> The CSC has standing as real party-in-interest and can appeal CA’s decisions modifying or reversing them, when it would have an adverse impact on the integrity of the civil service. This is the Dacoycoy Doctrine (G.R. No. 135805, April 29, 1999) and it remains applicable.
> In an administrative case, where the party has been given the opportunity to appeal or seek reconsideration of the action or ruling, defects in procedural due process may be cured.
> The principles of circumstantial evidence under Sec. 4, Rule 133 of the Rules of Court has been applied in administrative cases, if the following requirements are met:
a) There is more than one circumstance;
b) The facts from which the inferences are derived from are proven; and
c) The circumstantial evidence must constitute an unbroken chain that leads one to a fair and reasonable conclusion pointing to the person accused, to the exclusion of others, as the guilty person.
> The right to cross examine the other party’s witness is not an indispensable aspect of due process in administrative proceedings.
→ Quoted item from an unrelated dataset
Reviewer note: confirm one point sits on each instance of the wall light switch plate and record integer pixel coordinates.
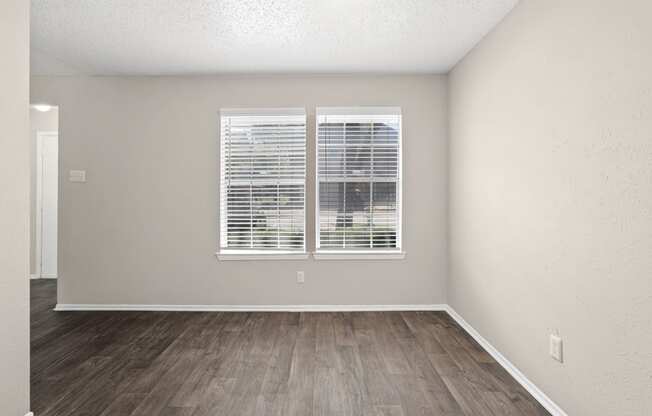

A fair and reasonable opportunity to explain one’s side is sufficient to meet the requirements of due process.
> General Manager of Water District is a primarily confidential position. The working relationship between the General Manager and the Board of Directors demands a high degree of trust and confidence.
> A co-terminous position falls under the non-career classification of position in the government service. Republic Act No. 9286 did not convert the General Manager position from non-career to career.
> CSC, DepEd, PRC have concurrent jurisdiction over administrative cases against public school teachers. That which first exercises jurisdiction excludes the others.
> Teachers are duly licensed professionals who must not only be competent but must also possess dignity and a reputation with high moral values. They must strictly adhere to, observe and practice the Code of Ethics of Professional Teachers.
> Section 8, Article VIII of the Code instructs that teachers cannot inflict corporal punishment on offending learners. A violation of this rule is tantamount to grave misconduct which is punishable by dismissal.
Trade & Investment Development Corporation of the Philippines (TIDCORP) vs. CSC, G.R. No. 182249, March 5, 2013 (En Banc)
> CSC’s rule-making power, albeit constitutionally granted, is still limited to the implementation and interpretation of the laws it is tasked to enforce.
> The rules that the CSC formulates must not override, but must be in harmony with the law it seeks to apply and implement.
> TIDCORP’s charter expressly exempts it from existing laws on position classification, compensation and qualification standards. As such, the CSC cannot compel TIDCOR to comply with Sec 1(c) Rule 3 of CSC MC No. 40, s. 1998 which requires, as a condition sine qua non for the approval of an appointment, that the position title conform with the rules issued by DBM on Position Allocation List and Index of Occupational Service.
Re: Request for Guidance/Clarification on Sec. 7, Rule III of Republic Act 10154 Requiring Government Employees to Secure a Certification on No Pending Administrative Case from the CSC, A.M No. 13-09-08-SC, October 1, 2013 (En Banc)
> The rule does not apply to employees of the judiciary because under Sec. 6, Article VIII of the Constitution, only the Supreme Court exercises administrative jurisdiction over all courts and court personnel. Thus, it has custody of records pertaining to administrative cases of retiring court personnel.
> Prior clearance from the Office of the President or the Ombudsman on administrative cases also does not apply to retiring court personnel. But, a clearance requirement for criminal cases may be imposed as it is a matter beyond the ambit of the judiciary’s power of administrative supervision.